The Collect for the Third Sunday after the Epiphany
Give us grace, O Lord, to answer readily the call of our Savior Jesus Christ and proclaim to all people the Good News of his salvation, that we and the whole world may perceive the glory of his marvelous works; who lives and reigns with you and the Holy Spirit, one God, for ever and ever. Amen.
Almighty God, whose Son our Savior Jesus Christ is the light of the world: Grant that your people, illumined by your Word and Sacraments, may shine with the radiance of Christ’s glory, that he may be known, worshipped, and obeyed to the ends of the earth; through Jesus Christ our Lord, who with you and the Holy Spirit lives and reigns, one God, now and for ever.
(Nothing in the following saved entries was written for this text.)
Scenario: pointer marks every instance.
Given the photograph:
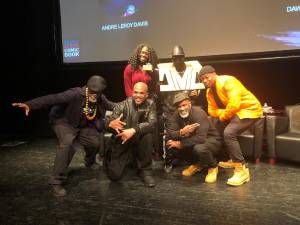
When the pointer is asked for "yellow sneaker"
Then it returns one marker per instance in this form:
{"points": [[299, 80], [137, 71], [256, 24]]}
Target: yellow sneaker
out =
{"points": [[211, 176], [240, 176], [227, 165], [191, 170]]}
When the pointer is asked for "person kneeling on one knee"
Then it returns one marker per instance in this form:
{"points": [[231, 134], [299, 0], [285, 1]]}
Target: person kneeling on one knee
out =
{"points": [[193, 137], [132, 125]]}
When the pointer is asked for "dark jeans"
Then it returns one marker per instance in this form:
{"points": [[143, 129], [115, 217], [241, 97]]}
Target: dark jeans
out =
{"points": [[200, 153], [69, 140], [118, 154], [230, 130]]}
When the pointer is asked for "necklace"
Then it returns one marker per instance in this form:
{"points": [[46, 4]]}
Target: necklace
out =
{"points": [[90, 112]]}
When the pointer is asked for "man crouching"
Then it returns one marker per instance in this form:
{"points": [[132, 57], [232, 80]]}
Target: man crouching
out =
{"points": [[191, 136], [132, 125]]}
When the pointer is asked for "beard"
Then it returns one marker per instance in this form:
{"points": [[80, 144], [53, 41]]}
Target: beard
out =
{"points": [[184, 114]]}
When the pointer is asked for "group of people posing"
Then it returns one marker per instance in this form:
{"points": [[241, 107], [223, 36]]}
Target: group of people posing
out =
{"points": [[156, 94]]}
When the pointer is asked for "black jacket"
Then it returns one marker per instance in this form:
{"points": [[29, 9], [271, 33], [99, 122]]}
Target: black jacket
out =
{"points": [[69, 105], [142, 117], [204, 131]]}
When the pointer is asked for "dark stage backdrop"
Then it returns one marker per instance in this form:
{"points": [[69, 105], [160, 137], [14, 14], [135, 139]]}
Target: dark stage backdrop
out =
{"points": [[34, 69]]}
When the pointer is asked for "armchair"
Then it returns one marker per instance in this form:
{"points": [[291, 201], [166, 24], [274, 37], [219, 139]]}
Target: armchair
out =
{"points": [[283, 135], [251, 140]]}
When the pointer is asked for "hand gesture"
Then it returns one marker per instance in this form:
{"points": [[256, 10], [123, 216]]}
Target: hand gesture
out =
{"points": [[173, 144], [117, 124], [22, 105], [126, 134], [189, 129]]}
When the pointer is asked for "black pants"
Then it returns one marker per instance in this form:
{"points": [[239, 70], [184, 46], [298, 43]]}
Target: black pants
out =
{"points": [[205, 153], [117, 155], [230, 130], [69, 140]]}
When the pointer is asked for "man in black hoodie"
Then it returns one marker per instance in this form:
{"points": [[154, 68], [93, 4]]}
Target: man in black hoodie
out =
{"points": [[192, 136], [77, 118]]}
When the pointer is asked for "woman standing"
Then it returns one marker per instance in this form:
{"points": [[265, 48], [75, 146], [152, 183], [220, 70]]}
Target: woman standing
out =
{"points": [[141, 68]]}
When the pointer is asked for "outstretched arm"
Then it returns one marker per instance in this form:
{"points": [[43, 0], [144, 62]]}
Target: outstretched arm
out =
{"points": [[23, 106]]}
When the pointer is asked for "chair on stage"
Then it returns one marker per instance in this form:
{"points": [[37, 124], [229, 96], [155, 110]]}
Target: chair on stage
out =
{"points": [[283, 135]]}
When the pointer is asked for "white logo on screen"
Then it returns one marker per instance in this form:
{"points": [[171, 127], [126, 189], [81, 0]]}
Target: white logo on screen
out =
{"points": [[176, 82]]}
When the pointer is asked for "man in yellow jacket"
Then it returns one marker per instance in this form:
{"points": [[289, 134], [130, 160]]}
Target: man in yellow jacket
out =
{"points": [[235, 109]]}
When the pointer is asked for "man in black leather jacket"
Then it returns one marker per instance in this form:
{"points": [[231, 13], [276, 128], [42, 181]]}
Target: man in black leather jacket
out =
{"points": [[77, 118], [132, 124]]}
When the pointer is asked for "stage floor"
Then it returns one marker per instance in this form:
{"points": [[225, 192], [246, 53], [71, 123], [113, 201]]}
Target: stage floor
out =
{"points": [[272, 197]]}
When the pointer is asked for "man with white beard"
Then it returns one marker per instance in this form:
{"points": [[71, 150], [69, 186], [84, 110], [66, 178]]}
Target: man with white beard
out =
{"points": [[193, 137]]}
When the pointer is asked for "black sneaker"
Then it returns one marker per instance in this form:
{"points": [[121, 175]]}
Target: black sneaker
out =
{"points": [[148, 181], [168, 168], [59, 191], [94, 166]]}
Amen.
In coming days, Monday Matters will offer reflections on the prayers we say in church on Sunday, the collect of the day. We do this based on the conviction that praying shapes our believing, that what we pray forms us. We do this hoping that the prayers we say on Sunday will carry us through the week.
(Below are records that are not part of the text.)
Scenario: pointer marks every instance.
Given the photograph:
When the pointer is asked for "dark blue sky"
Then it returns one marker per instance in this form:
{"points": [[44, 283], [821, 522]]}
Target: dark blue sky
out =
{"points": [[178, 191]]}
Frederick Buechner on Vocation:
It comes from the Latin vocare, to call, and means the work a person is called to by God. There are all different kinds of voices calling you to all different kinds of work, and the problem is to find out which is the voice of God rather than of Society, say, or the Super-ego, or Self-Interest…The place God calls you to is the place where your deep gladness and the world’s deep hunger meet.
I find much to think about in Buechner’s reflection on vocation. I’ve kicked it around for years, and have always found it helpful. I was struck in this week’s reading of it by the notion that there are all different kinds of voices calling to us.
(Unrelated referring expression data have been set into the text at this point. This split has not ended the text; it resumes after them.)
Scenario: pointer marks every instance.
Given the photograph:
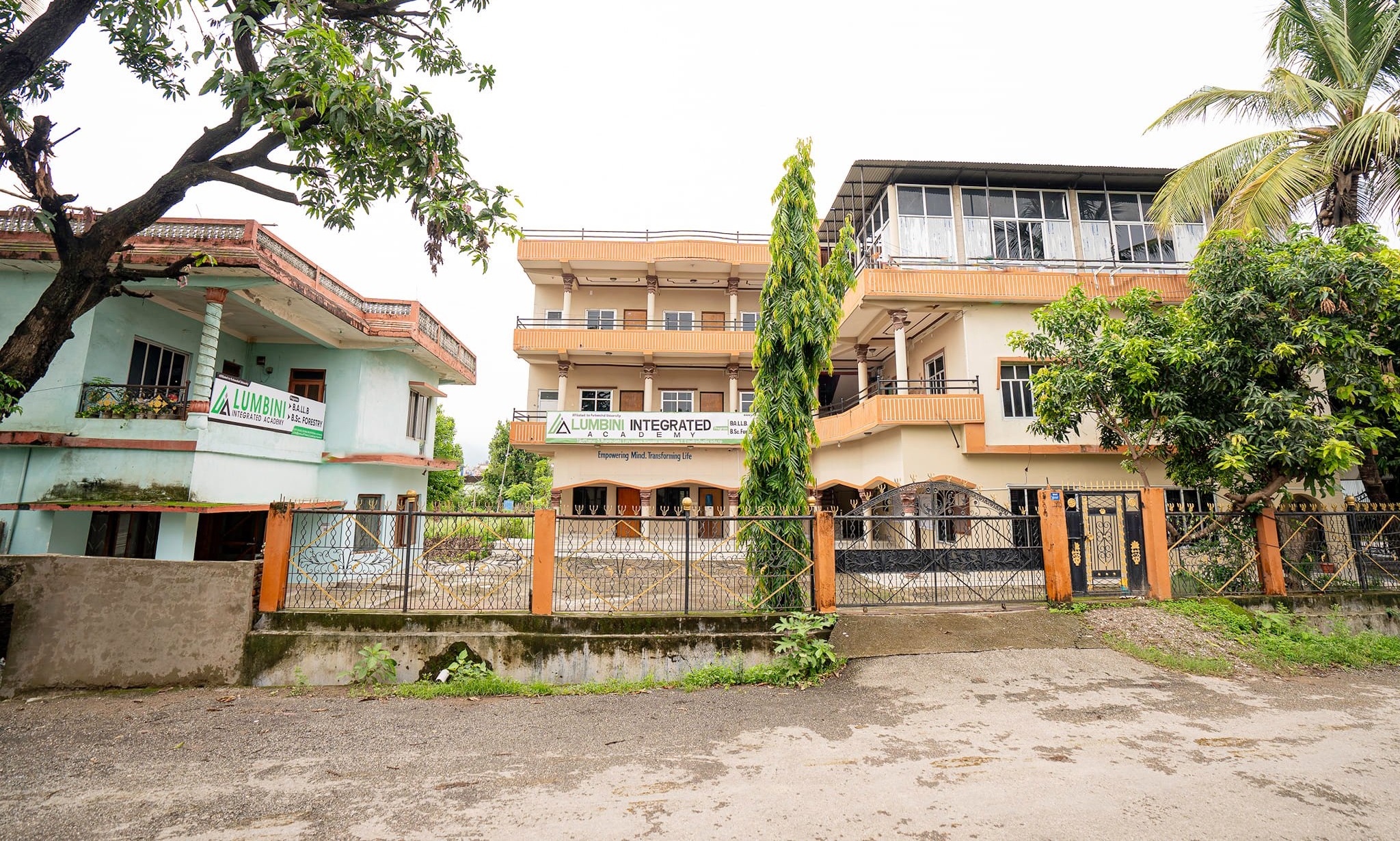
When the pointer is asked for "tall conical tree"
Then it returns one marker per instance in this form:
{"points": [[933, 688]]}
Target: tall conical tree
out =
{"points": [[798, 317]]}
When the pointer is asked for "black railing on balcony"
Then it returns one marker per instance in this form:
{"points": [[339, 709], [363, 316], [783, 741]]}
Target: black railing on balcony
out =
{"points": [[109, 399], [903, 386], [629, 323]]}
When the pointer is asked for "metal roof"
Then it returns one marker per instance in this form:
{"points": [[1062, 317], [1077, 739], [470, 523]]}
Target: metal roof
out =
{"points": [[868, 178]]}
In my own life, I’ve heard those many voices. They are sometimes extremely noisy. There are often multiple co-existent vocations, some of them in competition, some pulling in opposite directions. Parent. Spouse. Child. Priest. Disciple. Cartoonist. Painter. Employee. Employer. Citizen. Social critic.
How is it that we find out which is the voice of God? There’s a fair amount at stake. We live in a world where too many religious people have done too many horrific things because they believe God told them to do it. In my own spiritual journey, I find those experiences present a real challenge to my faith, sometimes almost enough to make this priest a none. As Buechner points out, the voices of society or super-ego or self-interest beckon. They can speak so loudly that they can drown out what is sometimes the still small voice of the Holy One.
Yesterday in church, the theme in the Collect of the Day (see above), and in readings from scripture had to do with call. It made me think of all the stories in the Bible of call. Some of the greatest heroes of the faith when they were called immediately concluded that the call was a wrong number. Moses wasn’t an eloquent speaker. Isaiah was a man of unclean lips. Jeremiah was too young. Peter was a sinful man. Even Mary, perhaps the most faithful and responsive to God’s call, pondered in her heart and asked how this could be.
So we are asked for the grace to pay attention to the call. We push through competing voices. And according to the collect, if we want to capture that call in a nutshell, if we want a job description, it is to proclaim the good news of God’s salvation. That’s very much like the baptismal promise which asks us to proclaim by word and example the good news of God in Christ. That means we are all called to proclaim (or in other words, we’re all preachers). And that proclamation will get communicated in what we say, how we say it, and what we do, and how we do it.
Walker Percy described the modern world as waiting for news. Our big and beautiful and broken world needs that good news. You and I may not always be clear about the nature of our call. It may be hard to hear amidst all the other noise.
But whoever we are and whatever we’re up to, we can embrace this call to share good news. How would you express that good news in what you say, and in what you do this week? May God give us grace to share that news. May we find in the process the intersection of our own deep gladness and the world’s great hunger.